While many of the map’s shipwrecks are unidentified, there are plenty of famous wrecks, tantalizingly known and accessible- though the largest challenge to would-be treasure-hunters is the Chesapeake’s notoriously turbid water. Some of the most famous, like the Peggy Stewart, are also made memorable by the fantastic stories of their demise (burned by the owner to quell an angry mob, in that case). But even the less spectacular wrecks are getting attention, thanks to modern methods of bottom sleuthing, like side scan sonar. Amateur underwater archaeologists and hobbyist shipwreck seekers can combine historic charts and state-of-the-art technology to uncover vessels long obscured by thick black sediment, as exemplified by a recent post on Shawn Kimbro’s blog, Chesapeake Light Tackle.  

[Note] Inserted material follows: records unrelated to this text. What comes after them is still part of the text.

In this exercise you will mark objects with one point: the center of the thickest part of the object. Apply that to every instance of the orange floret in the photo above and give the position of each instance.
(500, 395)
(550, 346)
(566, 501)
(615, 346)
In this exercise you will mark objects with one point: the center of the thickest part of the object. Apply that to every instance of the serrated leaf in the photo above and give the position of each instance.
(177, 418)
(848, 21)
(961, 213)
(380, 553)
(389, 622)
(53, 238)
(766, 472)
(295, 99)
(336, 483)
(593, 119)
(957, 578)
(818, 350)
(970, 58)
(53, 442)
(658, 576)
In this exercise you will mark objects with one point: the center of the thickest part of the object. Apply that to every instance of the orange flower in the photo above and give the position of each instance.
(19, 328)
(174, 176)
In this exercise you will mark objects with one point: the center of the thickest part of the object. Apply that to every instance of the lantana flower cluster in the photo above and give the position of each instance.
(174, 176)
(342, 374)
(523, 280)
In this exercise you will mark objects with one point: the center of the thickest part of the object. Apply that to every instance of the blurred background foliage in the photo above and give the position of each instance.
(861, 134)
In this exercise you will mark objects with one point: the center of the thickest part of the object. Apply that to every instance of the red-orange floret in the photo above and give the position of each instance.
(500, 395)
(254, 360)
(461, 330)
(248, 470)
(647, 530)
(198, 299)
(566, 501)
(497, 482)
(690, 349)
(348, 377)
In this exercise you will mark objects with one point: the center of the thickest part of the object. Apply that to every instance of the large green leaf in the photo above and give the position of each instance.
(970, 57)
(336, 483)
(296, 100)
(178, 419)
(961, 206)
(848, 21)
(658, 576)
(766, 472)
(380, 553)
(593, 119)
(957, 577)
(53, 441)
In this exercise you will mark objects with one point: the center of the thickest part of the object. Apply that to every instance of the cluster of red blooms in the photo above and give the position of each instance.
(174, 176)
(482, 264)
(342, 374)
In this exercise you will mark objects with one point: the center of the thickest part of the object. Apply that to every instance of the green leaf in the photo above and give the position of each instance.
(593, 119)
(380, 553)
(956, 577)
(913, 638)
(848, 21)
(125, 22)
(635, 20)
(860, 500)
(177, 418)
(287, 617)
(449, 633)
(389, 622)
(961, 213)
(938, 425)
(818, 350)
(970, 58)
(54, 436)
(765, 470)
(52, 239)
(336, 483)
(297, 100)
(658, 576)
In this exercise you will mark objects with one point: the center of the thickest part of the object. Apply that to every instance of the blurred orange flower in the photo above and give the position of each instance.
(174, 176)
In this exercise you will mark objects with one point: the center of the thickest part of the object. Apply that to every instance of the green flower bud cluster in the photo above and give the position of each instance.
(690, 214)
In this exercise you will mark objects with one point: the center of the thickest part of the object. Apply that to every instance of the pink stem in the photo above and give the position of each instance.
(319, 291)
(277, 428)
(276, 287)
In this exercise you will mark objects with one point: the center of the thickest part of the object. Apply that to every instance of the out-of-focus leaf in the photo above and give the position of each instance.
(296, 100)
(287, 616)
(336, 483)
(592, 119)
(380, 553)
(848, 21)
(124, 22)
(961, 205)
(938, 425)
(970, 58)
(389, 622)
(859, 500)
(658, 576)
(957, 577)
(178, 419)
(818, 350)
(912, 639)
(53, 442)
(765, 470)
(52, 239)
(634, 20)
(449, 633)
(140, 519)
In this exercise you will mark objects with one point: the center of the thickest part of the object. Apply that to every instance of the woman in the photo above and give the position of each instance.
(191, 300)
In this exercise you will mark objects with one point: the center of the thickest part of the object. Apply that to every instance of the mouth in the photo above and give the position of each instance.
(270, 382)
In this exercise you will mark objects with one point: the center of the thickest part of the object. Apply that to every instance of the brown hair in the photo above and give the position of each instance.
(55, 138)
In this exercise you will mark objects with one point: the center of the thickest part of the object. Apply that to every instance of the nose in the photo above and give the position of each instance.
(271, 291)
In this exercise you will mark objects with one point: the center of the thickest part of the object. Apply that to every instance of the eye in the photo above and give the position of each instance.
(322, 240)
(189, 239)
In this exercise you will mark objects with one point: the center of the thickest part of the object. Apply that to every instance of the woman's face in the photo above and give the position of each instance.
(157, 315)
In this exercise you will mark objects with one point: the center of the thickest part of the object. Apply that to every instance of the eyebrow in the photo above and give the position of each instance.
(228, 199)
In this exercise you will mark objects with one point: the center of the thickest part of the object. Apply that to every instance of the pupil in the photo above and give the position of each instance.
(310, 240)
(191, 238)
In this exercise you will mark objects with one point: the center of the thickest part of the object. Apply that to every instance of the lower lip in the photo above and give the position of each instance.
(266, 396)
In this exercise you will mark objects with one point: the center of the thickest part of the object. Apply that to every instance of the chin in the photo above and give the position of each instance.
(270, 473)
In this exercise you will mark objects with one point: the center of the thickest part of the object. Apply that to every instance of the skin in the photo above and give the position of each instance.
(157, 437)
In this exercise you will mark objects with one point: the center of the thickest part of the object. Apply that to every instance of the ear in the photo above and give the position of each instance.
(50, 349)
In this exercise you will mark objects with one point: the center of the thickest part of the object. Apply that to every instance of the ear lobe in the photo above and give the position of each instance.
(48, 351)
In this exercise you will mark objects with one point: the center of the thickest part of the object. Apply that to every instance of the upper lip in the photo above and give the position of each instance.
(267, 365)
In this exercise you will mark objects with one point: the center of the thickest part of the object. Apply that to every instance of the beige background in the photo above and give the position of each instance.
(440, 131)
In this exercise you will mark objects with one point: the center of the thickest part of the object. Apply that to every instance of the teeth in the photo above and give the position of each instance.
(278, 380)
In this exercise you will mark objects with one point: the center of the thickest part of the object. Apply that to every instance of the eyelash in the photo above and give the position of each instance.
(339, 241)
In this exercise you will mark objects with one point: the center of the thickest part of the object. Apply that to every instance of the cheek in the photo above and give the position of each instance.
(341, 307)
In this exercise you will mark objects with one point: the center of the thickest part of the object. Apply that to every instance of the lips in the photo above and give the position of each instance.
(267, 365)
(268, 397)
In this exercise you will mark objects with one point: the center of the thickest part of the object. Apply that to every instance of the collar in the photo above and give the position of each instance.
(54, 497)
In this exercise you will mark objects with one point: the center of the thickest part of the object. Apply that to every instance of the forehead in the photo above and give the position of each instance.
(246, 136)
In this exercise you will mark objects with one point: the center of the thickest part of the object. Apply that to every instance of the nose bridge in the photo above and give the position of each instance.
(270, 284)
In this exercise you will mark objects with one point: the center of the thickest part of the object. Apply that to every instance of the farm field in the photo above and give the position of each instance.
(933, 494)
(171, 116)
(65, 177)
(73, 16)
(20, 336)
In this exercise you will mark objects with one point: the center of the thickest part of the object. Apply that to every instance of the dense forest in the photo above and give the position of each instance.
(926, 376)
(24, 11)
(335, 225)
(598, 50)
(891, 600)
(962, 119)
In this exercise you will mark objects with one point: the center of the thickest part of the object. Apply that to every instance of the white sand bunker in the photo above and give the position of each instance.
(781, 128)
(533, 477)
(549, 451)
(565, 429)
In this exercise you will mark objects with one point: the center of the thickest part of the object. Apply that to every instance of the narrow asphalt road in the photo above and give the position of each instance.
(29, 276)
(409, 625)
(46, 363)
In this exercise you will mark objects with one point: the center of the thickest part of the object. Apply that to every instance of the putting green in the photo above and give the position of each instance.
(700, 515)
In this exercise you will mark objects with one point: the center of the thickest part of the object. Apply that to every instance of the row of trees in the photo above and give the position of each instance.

Image from Chesapeake Light Tackle.

Kimbro dug into the historic background of a known shipwreck off of Sandy Point, the Herbert D. Maxwell. A four-masted schooner bound for Maine with a cargo of fertilizer, she was sunk initially in a 1910 collision with the steamer Gloucester that took the lives of four men. She was sunk again (or rather, deeper) by the US Army Corps of Engineers 1912, as her masts and other wreckage were blocking the shipping channel. Since then, she’s faded from view and memory, until resurrected in a series of spectral images by Kimbro’s side scan sonar unit.

Images from Chesapeake Light Tackle.

 Like sepia photos in a shoebox, or discovering your grandma’s cache of cigarettes in a 30-year-old raincoat, these scans are tangible connections with a past that, as Faulkner once said, “is not even past.” It’s what makes them so fascinating- and in general, why we are so interested in shipwrecks. Time capsules, buried by sediment and protected the same water that ultimately drowned them, these vessels powered by steam, sail, and oar linger in brackish purgatory. Their treasure is rarely gold- more often, it’s detritus of a distinctly human scale- ivory toothbrush handles, copper coins, pierced lanterns, nails, canteens, and dice. They wait, lurk, dinosaur bones of a bygone era. Often nameless, these shipwrecks contour the Chesapeake’s bottom by the thousands- which means though many can claim knowledge of their whereabouts, the fresh excitement of new discovery is yours for the taking. All you need, it seems, is a decent depth-finder.